The instruments to overcome the difficulties related to a post-conflict situation are many, and they have been the subject of highly controversial debates in the literature. Legal action, formal and informal processes of mediation, Truth and Reconciliation Commissions, and a wide range of other means have been used to address past injustice and the restoration of normal social relations between former belligerents. Most prominent became the South African Truth and Reconciliation Commissions set up by then President Nelson Mandela after the end of Apartheid. They served as a model for many similar institutions in other former conflict regions of Africa and beyond, for instance in Ghana, Liberia, Sierra Leone, and most recently in Côte d’Ivoire. Their uneven success conceals, however, that there are more options to rebuild society after conflict – and it also ignores the many initiatives that build on what iterated from the former social order into the post-conflict setting. Even war-torn societies do not simply disintegrate. They maintain some sort of social order – though of a different kind than a settled and regulated peaceful society.

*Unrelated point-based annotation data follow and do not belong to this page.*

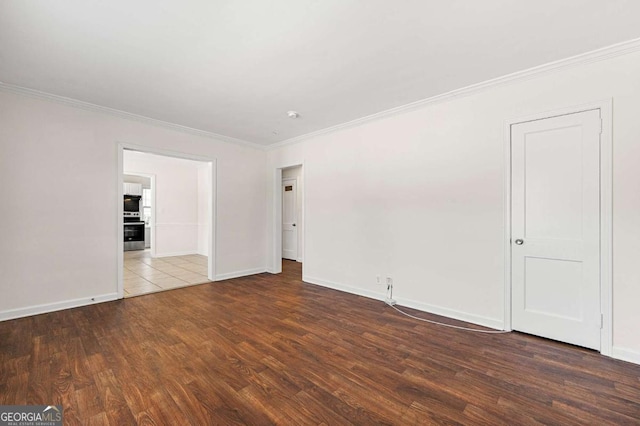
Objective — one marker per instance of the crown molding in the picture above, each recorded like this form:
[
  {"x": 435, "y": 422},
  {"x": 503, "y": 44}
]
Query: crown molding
[
  {"x": 597, "y": 55},
  {"x": 123, "y": 114}
]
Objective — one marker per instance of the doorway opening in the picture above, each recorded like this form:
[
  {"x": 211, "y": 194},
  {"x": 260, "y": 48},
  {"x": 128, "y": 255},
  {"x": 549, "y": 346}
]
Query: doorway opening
[
  {"x": 176, "y": 196},
  {"x": 289, "y": 220}
]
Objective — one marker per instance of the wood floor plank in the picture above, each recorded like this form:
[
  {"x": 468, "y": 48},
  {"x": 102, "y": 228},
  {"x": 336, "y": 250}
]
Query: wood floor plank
[{"x": 270, "y": 349}]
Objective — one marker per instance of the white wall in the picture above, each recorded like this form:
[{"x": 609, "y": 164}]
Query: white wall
[
  {"x": 144, "y": 181},
  {"x": 419, "y": 197},
  {"x": 51, "y": 257},
  {"x": 296, "y": 173},
  {"x": 176, "y": 196}
]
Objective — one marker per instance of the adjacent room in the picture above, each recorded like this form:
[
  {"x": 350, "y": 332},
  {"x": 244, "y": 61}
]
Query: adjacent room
[{"x": 320, "y": 212}]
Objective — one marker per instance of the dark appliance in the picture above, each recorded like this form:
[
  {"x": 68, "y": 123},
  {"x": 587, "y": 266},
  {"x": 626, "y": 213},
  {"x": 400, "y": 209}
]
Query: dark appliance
[{"x": 132, "y": 204}]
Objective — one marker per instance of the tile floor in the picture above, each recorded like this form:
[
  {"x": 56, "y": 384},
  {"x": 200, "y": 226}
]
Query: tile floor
[{"x": 144, "y": 274}]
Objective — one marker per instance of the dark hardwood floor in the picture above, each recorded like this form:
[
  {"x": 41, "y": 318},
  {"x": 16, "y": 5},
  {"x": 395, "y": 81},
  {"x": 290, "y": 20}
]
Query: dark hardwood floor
[{"x": 270, "y": 349}]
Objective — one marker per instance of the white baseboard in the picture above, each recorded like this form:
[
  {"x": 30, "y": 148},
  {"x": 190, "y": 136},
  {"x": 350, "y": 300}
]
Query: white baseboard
[
  {"x": 238, "y": 274},
  {"x": 347, "y": 289},
  {"x": 445, "y": 312},
  {"x": 625, "y": 354},
  {"x": 176, "y": 253},
  {"x": 57, "y": 306},
  {"x": 451, "y": 313}
]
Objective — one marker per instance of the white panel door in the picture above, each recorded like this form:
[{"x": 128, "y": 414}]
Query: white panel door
[
  {"x": 555, "y": 238},
  {"x": 289, "y": 219}
]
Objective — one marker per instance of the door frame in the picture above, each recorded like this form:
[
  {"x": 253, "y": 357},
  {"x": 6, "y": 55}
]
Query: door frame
[
  {"x": 212, "y": 206},
  {"x": 295, "y": 207},
  {"x": 276, "y": 237},
  {"x": 606, "y": 219}
]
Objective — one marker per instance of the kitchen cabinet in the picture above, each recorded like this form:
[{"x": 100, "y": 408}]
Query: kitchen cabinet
[{"x": 132, "y": 188}]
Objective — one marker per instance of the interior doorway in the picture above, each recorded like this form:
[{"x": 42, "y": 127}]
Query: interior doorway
[
  {"x": 179, "y": 217},
  {"x": 289, "y": 219}
]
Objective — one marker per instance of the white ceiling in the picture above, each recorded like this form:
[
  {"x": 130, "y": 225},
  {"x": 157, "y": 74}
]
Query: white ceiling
[{"x": 235, "y": 67}]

Trust is perhaps a conceptual alternative to the conventional disintegration metaphor. Trust is generally seen as one of the major resources that is lacking in post-conflict society. But trust does not simply fade away in a violent crisis. Rather, it changes its form. While trust in institutions may diminish or even disappear, personal trust becomes more important than ever. How does this transformation of trust affect the rebuilding of society? And to what degree is it possible to foster processes of conflict transformation by building on the existing forms of trust?
This conference explores alternative views of the restructuration of social life in post-conflict societies and tries to compare different trajectories of coping with the past. It starts from the assumption that a violent crisis affects social relations deeply but does not bring them to an end. Social relations persist, albeit in different forms, so the challenge is to conceptualise alternative trajectories of societal rebuilding. The conference invites scholars from the social sciences and the humanities to think about alternatives concepts that may be more adapted to the particularities of local societies than the Christian model of sin, confession and absolution.
Possible contributions to the conference should address one or several of the following issues:
How are institutionalised processes of reconciliation perceived by the actors?
What are the comparative advantages and shortcomings of the different forms of coping with a violent past?
Are there conceptual or theoretical and empirical alternatives to the usual models of societal disintegration and reconciliation?
Abstracts of 250 words should be sent until March 30, 2012 to Sandra Burri s.burri-at-unibas.ch. The speakers will be notified on the acceptance of their contribution by May 31, 2012.